Having lived and cooked in New Orleans, authentic Cajun cuisine is one of the things I’ve really missed since returning to California. A few places around here do a couple of things correctly, but there is an awful lot of bastardization going on as well. Sometimes, it’s easier just to tap the source, especially if the source will deliver. Why settle for less?

I placed my order for a few pounds of sausage from Bailey’s Andouille this afternoon. Bailey’s is one of two places in Laplace that is world-renowned for producing some of the best andouille in Louisiana. The other major contender, Jacob’s World Famous, sells its sausages just about 50 yards away, on the next block. Both places are great, but Bailey’s is the one that I have come to know the best.

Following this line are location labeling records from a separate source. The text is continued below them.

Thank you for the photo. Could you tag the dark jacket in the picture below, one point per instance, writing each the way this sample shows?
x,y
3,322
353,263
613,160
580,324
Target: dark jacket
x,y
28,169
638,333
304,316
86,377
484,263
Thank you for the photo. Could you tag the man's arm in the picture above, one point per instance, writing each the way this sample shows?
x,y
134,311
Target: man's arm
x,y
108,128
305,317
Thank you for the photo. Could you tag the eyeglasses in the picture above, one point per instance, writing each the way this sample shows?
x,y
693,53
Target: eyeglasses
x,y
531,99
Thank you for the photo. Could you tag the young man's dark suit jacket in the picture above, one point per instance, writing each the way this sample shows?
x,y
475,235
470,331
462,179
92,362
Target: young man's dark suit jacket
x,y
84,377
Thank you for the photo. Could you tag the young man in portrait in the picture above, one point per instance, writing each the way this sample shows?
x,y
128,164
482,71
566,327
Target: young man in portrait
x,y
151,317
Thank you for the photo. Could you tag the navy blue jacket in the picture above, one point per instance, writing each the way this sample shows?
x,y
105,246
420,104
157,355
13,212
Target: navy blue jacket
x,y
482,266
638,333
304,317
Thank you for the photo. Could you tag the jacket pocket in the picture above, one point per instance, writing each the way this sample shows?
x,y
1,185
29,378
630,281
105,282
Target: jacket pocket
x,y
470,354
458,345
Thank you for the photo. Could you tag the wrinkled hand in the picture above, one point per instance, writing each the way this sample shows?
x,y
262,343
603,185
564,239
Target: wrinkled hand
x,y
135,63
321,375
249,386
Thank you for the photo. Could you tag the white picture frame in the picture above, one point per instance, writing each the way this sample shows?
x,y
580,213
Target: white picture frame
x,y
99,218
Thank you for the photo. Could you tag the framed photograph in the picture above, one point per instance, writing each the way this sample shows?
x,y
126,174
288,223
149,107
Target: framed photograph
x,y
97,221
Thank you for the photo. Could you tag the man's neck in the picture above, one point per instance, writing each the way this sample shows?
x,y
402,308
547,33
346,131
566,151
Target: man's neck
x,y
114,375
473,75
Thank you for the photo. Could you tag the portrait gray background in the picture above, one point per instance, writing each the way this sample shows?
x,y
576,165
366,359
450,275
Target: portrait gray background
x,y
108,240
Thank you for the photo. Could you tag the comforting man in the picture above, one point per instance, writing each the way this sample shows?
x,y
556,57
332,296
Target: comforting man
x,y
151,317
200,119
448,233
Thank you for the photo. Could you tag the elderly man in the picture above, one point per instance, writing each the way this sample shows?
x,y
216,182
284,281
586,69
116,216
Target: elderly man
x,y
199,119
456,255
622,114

Pableaux Johnson details both establishments in this piece from 2004, which originally ran in the New Orleans Times-Picayune:

In south Louisiana, much of a cook’s repertoire depends on the quality of their sources. Just about anybody can make a pot of creamy red beans, but the outstanding versions incorporate spicy smoked sausages made by local butcher shops. Great gumbos rely on crabs pulled fresh from the Gulf of Mexico and shrimp caught by a boat-bound brother-in-law. The difference is noticeable and the proof is on the palate.

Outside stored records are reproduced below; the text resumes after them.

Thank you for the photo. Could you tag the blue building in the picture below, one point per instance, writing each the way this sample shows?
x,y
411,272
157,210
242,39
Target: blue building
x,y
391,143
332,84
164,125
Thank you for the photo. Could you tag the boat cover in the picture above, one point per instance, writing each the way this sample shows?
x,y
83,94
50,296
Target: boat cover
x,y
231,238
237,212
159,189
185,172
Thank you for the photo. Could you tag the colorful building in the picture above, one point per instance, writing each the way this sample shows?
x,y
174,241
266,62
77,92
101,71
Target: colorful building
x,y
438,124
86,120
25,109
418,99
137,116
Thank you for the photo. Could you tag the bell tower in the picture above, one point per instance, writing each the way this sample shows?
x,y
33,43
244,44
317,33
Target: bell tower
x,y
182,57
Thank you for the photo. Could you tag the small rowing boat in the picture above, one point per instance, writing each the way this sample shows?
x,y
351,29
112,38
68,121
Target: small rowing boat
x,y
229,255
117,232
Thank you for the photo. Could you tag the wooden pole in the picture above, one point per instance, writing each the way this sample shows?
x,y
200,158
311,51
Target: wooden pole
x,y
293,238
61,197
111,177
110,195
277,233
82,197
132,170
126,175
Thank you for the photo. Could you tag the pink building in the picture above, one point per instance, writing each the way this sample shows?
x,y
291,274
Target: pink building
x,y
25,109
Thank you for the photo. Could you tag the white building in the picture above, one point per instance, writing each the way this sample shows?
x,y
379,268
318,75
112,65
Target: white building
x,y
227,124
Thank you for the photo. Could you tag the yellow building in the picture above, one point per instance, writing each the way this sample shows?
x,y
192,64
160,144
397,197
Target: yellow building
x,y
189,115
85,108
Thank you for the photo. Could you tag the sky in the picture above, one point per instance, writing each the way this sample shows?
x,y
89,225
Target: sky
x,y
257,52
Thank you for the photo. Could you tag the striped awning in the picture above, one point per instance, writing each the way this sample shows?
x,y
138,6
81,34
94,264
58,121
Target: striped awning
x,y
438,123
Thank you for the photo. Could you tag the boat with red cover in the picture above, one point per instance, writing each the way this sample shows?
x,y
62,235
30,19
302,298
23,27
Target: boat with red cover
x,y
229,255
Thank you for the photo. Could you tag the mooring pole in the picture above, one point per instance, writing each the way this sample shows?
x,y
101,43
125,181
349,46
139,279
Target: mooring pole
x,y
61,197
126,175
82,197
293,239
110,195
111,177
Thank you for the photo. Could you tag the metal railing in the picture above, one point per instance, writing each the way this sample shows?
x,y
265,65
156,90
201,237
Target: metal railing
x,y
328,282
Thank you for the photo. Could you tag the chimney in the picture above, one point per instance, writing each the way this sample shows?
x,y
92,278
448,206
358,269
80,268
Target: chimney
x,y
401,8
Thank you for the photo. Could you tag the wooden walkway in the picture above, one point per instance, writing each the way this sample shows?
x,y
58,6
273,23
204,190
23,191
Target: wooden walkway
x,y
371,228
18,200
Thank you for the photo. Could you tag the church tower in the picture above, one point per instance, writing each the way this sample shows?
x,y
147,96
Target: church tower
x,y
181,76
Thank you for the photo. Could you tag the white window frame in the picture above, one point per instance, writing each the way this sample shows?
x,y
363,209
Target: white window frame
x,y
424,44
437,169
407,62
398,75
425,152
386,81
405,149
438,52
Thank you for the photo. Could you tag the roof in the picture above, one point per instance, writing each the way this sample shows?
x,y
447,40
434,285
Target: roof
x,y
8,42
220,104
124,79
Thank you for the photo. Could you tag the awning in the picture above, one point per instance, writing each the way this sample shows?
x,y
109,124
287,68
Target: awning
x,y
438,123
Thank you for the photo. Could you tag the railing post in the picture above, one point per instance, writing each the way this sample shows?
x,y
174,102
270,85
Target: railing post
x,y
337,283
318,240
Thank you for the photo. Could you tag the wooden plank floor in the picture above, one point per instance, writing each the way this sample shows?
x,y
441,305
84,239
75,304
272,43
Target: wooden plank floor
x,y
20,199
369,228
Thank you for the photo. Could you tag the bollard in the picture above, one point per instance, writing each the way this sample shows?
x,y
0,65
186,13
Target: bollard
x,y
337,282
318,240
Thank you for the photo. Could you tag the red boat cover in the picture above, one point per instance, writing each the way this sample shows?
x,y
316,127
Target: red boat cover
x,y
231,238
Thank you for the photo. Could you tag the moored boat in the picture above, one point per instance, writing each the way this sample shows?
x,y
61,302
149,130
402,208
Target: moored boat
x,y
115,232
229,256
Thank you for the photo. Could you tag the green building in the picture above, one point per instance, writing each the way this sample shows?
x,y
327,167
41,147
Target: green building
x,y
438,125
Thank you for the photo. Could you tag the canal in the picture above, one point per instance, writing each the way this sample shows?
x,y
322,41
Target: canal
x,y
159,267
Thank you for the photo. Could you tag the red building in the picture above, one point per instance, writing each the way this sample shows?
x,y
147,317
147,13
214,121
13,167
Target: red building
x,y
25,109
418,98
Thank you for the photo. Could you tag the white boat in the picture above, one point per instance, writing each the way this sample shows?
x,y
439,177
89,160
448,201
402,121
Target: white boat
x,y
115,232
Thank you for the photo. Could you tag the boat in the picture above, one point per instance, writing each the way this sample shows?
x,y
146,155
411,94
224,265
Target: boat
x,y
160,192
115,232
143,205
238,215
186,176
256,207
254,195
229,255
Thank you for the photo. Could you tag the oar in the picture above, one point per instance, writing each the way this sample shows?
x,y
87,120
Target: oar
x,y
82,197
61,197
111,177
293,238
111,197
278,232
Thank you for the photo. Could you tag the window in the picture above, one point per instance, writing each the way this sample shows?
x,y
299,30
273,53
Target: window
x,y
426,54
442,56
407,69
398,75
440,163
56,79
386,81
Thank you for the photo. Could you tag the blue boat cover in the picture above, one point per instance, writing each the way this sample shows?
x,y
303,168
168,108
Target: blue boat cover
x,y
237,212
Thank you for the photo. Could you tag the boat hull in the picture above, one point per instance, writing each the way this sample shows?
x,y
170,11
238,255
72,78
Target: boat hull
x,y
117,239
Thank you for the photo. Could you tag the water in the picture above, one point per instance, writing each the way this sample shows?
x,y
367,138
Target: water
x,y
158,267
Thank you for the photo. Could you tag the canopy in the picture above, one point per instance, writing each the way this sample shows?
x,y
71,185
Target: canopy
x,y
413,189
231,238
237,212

In their written form, Louisiana recipes recognize that Louisiana’s indigenous ingredients, tied as they are to local producers and edible artisans of the Bayou State, can be hard to find. Cooks trying to make jambalaya in Chicago, will read past the phrase “andouille sausage” and see that often they can substitute “Polish kielbasa, hot links, or other spicy sausage.” But once you get a taste of the good stuff — fresh-trapped deep water crawfish from the watery Atchafalaya Basin or tasty hot boudin stuffed with local rice — you’ll realize what all the fuss is about.